Northern Wilds Magazine
Author Gord Ellis with a gorgeous fall muskie. | GORD ELLIS
Northern Trails

The Fun and Craziness of Fall Muskies

The muskie is famously known as the fish of 10,000 casts, which is enough to keep most sane people from even considering a trip for them. If you do decide to try fishing them, you quickly discover that muskie do this trick where they move in behind your lure looking all “bitey” then slink off at the last second. This frustrating move can happen many times in a day of casting, which is why the old line that a good day muskie fishing “is two swirls and a follow” has the painful ring to truth. Yet, when it all comes together, hooking a 4-foot-long fish that can fly out of the water like a torpedo, has a way of getting under your skin.

My first experience muskie fishing took place well over three decades ago, near Sioux Lookout, Ont. My dear departed friend—and muskie mentor—Russ Swerdlyk and I were fishing on Little Vermilion Lake, casting a lure called a Suick. The Suick is a lure that looks like an oversized popsicle stick and is fished in a choppy, downward motion. Swerdlyk and I had been out a couple of days with no success, save for a bunch of follows, when it finally happened. A muskie of about 36 inches rose out of the weeds and, instead of just following, inhaled the 6-inch lure on the end of my line. Bedlam ensued and a few minutes later, my first muskie was in hand. So began a decades long love/hate relationship with Esox masquinongy.

I’ve had the pleasure of chasing muskie across Ontario from the Ottawa River to Lake Nipissing to Wabigoon to Lake of the Woods. Much of that fishing has been done in the fall when muskie are thought to be “easier” to catch. To be honest, muskie are not easy in any situation, but they do seem to lose some of that tendency towards lockjaw when the water cools.

Muskie fishing is primarily a trolling game in the fall, but you can cast during a warming trend or if trolling gets too boring. And, believe me, trolling can be boring. You will sit for hours, waiting for a muskie to decide to grab your oversized lure that can measure a foot or more.

Yes, you read that right.

Muskie lures have gotten bigger and increasingly elaborate over the years. Some giant crankbaits measure 14 inches or more. Oh, and these lures are not cheap. A typical muskie crankbait will cost anywhere from $25 to $100 or more, depending on the make, paint job and size. Even three decades ago, you could order custom lures that had sparkle paint jobs like those found on bass boats. Today, custom muskie lure makers can command $250 or more for one lure, and they will have a waiting list. The rods, reels and lines used for muskie fishing also tend to be on the pricey side.

Muskie lures often top 10 inches in size. | GORD ELLIS

Yet, muskie don’t care if you have expensive lures or not. In fact, my very best fall trolling lure the past few years has been a stock Muskie-Mania Jake lure in a white finish. I used the same one for several years and caught a bunch of big fish on it, including my personal best that measured 51.5 inches. It was a sad day when the lure finally snagged bottom and could not be saved. As you might guess, I ordered another one that was the same. So far, the replacement lure is not as deadly.

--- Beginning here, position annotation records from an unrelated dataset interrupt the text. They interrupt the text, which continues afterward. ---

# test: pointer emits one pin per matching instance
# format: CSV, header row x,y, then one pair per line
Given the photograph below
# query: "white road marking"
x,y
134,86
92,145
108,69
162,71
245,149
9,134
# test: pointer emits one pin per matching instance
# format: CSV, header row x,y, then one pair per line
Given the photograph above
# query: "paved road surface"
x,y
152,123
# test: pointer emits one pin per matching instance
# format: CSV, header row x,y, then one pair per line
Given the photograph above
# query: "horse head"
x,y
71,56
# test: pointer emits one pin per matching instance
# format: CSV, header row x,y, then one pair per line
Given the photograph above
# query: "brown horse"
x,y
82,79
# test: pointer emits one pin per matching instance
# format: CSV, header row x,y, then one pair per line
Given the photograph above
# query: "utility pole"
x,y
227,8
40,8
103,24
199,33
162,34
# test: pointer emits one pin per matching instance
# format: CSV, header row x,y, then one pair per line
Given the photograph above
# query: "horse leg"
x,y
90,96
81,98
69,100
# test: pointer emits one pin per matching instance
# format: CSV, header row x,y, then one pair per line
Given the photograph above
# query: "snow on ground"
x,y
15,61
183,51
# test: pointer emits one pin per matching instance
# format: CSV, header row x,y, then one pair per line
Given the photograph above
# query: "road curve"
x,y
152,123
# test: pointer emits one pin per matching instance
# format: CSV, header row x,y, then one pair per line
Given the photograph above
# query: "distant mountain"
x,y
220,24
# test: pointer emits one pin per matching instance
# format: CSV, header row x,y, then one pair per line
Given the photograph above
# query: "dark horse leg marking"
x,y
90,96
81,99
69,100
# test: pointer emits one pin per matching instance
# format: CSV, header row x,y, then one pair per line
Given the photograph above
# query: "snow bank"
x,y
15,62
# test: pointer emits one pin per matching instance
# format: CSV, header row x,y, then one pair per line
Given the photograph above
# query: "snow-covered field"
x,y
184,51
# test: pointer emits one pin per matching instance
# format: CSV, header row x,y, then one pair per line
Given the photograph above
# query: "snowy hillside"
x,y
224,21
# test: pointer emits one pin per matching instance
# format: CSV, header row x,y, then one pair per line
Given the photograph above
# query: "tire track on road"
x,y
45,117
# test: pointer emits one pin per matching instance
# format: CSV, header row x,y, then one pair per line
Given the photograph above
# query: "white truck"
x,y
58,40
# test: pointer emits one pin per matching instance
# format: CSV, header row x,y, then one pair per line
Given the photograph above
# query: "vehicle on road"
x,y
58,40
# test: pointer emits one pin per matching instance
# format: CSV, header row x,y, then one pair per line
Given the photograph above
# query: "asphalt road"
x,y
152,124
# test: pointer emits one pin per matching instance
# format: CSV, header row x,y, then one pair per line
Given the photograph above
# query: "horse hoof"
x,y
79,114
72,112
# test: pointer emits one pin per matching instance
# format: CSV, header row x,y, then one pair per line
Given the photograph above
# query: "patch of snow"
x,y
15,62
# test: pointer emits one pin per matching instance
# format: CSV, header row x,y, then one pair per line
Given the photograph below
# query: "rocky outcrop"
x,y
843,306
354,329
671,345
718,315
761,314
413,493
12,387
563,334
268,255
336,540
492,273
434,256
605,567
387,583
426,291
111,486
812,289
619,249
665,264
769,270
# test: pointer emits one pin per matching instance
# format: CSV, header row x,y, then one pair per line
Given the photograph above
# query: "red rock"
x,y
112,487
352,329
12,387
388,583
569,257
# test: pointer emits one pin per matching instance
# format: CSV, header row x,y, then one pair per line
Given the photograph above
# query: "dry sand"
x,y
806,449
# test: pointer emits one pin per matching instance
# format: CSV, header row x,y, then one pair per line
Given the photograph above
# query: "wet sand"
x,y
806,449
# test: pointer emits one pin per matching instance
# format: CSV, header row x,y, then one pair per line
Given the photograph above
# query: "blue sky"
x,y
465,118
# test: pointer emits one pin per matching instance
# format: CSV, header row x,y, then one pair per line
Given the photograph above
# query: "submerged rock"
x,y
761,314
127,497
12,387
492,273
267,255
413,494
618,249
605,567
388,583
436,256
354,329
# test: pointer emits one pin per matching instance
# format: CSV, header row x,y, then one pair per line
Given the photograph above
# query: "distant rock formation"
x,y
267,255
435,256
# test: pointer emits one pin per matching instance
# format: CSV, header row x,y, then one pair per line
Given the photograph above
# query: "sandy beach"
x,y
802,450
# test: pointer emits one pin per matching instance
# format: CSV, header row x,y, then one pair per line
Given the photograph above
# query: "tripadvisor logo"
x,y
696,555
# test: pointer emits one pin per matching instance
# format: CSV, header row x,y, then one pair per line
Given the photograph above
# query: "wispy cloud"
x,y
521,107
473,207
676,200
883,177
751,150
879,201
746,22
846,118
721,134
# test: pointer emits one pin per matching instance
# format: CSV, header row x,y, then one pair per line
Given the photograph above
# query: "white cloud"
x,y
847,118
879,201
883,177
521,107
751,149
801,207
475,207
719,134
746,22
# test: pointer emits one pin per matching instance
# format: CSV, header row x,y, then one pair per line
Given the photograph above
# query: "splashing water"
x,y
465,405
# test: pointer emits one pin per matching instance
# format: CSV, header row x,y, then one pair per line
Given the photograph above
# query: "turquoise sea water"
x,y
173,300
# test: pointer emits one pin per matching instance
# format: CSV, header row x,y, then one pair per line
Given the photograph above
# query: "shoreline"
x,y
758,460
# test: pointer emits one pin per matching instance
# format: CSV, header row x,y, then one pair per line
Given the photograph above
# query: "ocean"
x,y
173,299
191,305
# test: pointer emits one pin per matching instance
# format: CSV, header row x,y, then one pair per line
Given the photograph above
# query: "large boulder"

Fall muskie fishermen often watch the moon phase. A full moon, and the days before and after, are known to be prime for catching larger fish. Why this is so has never fully been understood, but the spawning cycle of herring and whitefish are timed around a full moon. Muskie love to eat soft rayed fish such as herring, so when these fish begin to congregate, you can assume there will be a few predators around. Some anglers like to jig large, heavy lures such as the Musky Innovations Bull Dawg or Bondy Bait, which look like a whitefish or herring. These over-sized lures require heavy rods and line, as the strikes are savage.

The very largest muskie I’ve ever laid eyes on was caught trolling during a full moon phase in October. My fishing partner was using a deep diving lure called an Ernie bait that gets down deeper than the Jake I was trolling. We were going through a deep hole when his rod bucked back, and he set. At first there was no movement on the rod, but then the tip dipped back and line started to peel out.

“This is a big one,” said my partner, who has caught a few. We killed the boat and I grabbed the giant-sized muskie net. You have not lived until you’ve picked up a net that is 4 feet across. The fish didn’t go too crazy, but getting it in the mesh the first time was going to be important. Big fish don’t give you many chances. When it finally appeared beside the boat, it looked like a green submarine. I dropped the net near the muskie’s massive head, and my partner lead it in. The fish just seemed to keep on coming. The tape read 54 inches, the fish of a lifetime. It’s fish like that that will keep some of us coming back for muskie every fall.